Ouf, elle a gagné, Doris Leuthard. Une nouvelle fois. En faveur de l’écologie. Contre economiesuisse. Mais aussi contre les infidèles de son parti. Comme elle avait partiellement gagné contre l’Union suisse des arts et métiers (USAM) et son président Jean-François Rime, conseiller national (UDC/FR), dans le dossier de la redevance radio-TV.

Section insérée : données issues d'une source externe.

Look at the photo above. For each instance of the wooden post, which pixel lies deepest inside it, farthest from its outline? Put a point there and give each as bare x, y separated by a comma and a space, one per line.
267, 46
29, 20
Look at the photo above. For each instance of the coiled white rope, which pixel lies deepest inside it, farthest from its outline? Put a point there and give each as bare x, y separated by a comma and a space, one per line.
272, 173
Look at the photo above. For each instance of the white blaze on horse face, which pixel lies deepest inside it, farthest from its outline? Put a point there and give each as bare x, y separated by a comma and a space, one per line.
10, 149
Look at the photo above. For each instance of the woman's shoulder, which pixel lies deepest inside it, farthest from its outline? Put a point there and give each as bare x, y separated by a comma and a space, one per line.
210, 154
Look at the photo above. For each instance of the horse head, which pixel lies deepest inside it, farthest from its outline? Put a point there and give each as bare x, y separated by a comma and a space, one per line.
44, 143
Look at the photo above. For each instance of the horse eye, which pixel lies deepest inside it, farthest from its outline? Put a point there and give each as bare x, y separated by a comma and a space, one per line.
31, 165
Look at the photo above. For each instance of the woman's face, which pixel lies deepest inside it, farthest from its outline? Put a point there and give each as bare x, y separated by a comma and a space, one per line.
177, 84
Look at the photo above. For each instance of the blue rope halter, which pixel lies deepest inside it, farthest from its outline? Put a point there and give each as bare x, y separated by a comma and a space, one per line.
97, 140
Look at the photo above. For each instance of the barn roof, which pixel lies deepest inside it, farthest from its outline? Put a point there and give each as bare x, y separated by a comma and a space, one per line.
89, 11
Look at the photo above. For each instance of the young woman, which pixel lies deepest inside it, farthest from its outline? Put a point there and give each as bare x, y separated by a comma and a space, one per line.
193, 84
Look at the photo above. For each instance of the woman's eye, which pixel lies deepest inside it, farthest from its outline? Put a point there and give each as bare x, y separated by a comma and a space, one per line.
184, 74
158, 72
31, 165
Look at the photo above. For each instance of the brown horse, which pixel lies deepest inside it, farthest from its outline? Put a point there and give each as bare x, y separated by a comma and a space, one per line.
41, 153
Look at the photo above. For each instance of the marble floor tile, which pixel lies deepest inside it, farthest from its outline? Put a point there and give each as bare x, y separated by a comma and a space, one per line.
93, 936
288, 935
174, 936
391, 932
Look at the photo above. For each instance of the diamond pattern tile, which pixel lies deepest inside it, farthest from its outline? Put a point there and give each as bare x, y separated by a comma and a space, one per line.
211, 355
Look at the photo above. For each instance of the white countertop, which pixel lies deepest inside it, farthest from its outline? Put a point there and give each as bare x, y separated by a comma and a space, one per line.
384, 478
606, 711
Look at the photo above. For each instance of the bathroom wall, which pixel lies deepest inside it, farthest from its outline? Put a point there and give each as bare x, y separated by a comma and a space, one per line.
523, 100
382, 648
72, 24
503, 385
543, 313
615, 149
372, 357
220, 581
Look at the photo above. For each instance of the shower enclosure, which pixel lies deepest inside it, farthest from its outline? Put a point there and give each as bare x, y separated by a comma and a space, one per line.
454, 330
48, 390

Ce matin-là, 18 septembre, elle a pourtant eu chaud. Une poignée de démocrates-chrétiens, largement influencés par economiesuisse, avaient lâché leur conseillère fédérale et décidé, avec la majorité de la Commission de l’environnement du Conseil des Etats, de ne pas entrer en matière sur le contre-projet préparé par ses services pour répondre à l’initiative des Verts «Pour une économie verte». Or, au Parlement fédéral, ne pas entrer en matière claque comme une gifle. Mais gare à celui qui ose lever la main sur Doris Leuthard. Loin de tendre l’autre joue, la démocrate-chrétienne frappe à son tour, jouant sur deux tableaux. La méthode douce d’une part, celle des tête-à-tête, mélange d’arguments rationnels, tactiques et de battements de cils. Il arriverait même à la ministre de cuisiner, chez elle, pour des parlementaires. Ils adorent ça. Mais elle manie aussi la méthode rentre-dedans, se montre parfois donneuse de leçons en plénum.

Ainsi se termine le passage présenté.